GR: These were part of a series of painting for a show in in 2016. The central motif was the large pile of burnt books, evocative of scenes from fiction such as Ray Bradbury’s Fahrenheit 451 and real-life book burning thorough out history – politicians in the US are again discussing the burning of books. The act is an aggressive desire to eradicate the existence and ideology of another group and rendered in Payne’s Grey and Umber, this graphic series was trying to capture places where people are forced to hide, and woods into which people are forced to flee. As a thought and feeling experiment, they were a little bleak, but as paintings I enjoyed the shapes, edges and textures of the burning pages.
CBP: You’ve included a document of handwritten list in your set of images for this article as a point of discussion. How do you construct or select titles for your work?
GR: I think this was included almost as a self-criticism. A reminder to myself to now think less about titles and subject matter (the possible future titles here are all from my concurrent reading) and more about the paintings as paintings. I have given far too much time to the ideas behind the work which, though enjoyable and fascinating to me, were ultimately a distraction from the painting.
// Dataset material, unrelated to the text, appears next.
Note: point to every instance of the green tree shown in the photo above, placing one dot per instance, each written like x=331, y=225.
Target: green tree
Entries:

CBP: You are also an art adviser focusing on collecting and placing international, modern and contemporary fine art. In your own words ‘There is a long tradition of artists working as art advisors, poachers turned gamekeepers, and I think we make very good advisors, but celebrating the impact on my practice is more difficult – it’s both inspiring and overwhelming, keeps me absolutely contemporary in my knowledge of the art world but highlights my place in it.’ Returning back to your ‘Americana’ styled paintings, the land workers could be the poachers probing and searching with both hope and futility. Can you talk a little more of how this career has affected the development of your painting and its ideas as well as reflecting back on your previous work?
GR: I now spend most of my time looking at the work of others. I’m fortunate as an art advisor in that I don’t spend my time having to hunt for work that will fit someone’s brief, but instead just send the great group of collectors I work with art that I currently find engaging, critical and progressive. I might send out work from the current Gagosian show, or from a new graduate, or from an artist who I think has been overlooked for years. As a result, I believe I spend my time looking at the best work (I admit predominantly painting) that is currently available. This is inspiring and has me itching to get into the studio, but it is also sobering in reflecting on what I can achieve.
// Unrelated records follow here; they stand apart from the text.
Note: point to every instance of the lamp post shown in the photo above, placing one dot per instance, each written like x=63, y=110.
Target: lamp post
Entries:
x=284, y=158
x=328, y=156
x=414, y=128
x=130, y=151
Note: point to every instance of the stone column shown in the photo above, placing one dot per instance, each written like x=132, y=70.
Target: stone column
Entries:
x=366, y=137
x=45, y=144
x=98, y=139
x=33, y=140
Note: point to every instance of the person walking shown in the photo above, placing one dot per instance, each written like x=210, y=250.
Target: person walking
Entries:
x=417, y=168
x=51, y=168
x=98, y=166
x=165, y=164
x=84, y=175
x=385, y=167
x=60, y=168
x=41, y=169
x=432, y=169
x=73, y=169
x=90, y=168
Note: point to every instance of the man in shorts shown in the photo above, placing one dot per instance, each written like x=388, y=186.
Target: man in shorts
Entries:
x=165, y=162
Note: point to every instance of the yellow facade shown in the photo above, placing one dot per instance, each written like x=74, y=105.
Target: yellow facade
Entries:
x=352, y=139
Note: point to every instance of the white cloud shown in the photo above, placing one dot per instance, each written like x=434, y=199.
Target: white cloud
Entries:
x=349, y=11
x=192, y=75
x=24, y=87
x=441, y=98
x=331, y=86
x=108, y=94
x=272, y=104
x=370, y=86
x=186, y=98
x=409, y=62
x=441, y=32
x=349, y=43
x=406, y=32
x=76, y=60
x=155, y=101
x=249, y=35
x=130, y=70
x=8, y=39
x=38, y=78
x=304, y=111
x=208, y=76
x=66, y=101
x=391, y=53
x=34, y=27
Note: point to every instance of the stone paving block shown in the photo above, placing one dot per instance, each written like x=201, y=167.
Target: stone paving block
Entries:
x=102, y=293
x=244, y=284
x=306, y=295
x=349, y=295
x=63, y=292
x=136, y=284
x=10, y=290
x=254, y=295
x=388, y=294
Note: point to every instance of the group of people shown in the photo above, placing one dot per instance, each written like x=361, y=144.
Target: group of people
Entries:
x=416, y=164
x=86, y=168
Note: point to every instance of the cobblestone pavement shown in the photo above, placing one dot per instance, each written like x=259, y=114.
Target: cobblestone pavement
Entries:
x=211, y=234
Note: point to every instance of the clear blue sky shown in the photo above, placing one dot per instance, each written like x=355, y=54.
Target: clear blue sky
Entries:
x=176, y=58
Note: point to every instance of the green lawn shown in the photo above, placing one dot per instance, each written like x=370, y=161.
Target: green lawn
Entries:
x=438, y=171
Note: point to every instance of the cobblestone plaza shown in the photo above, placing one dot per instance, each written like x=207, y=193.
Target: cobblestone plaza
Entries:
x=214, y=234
But, if the Americana paintings were pained paeans to the wilderness, and a desperate attempt to carve out new territory, I do feel much lighter now. The task of creating paintings that are worth making because they’re essentially worth looking at, feels just as significant, but less daunting, as now it rests more on the surface, more on the marks and palette, and less on a hard fought and constructed narrative behind it. The task is still endless but feels more direct.
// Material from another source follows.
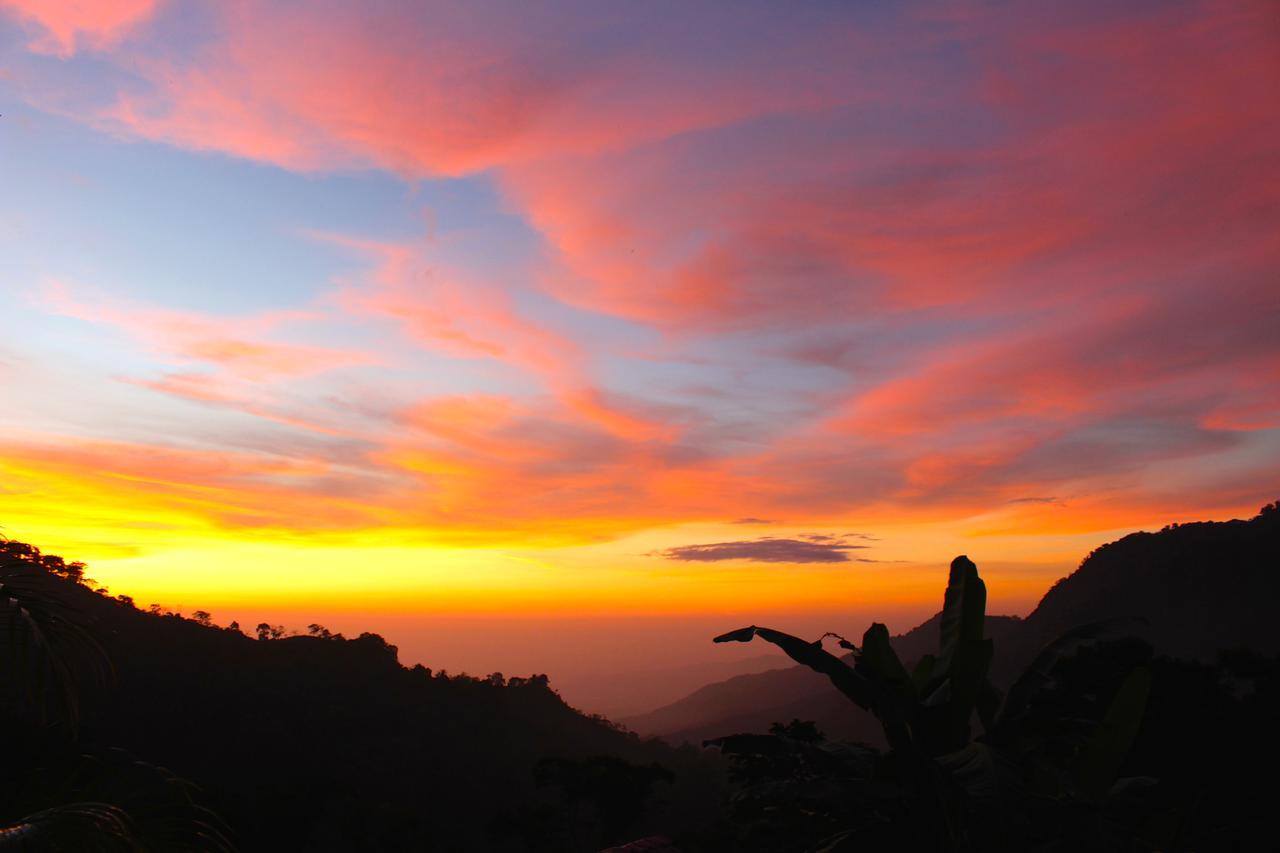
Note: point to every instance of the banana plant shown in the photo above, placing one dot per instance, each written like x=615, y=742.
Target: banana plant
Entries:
x=928, y=710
Greg Rook is an artist working in London and Surrey. He graduated with a BA from Chelsea School of Art in 2000, before completing an MA in Fine Art at Goldsmiths College, University of London, in 2002.
Since then he has held over a dozen solo exhibitions and featured in more than forty group exhibitions in Britain and internationally. Greg also works as an art advisor building collections of contemporary art for clients.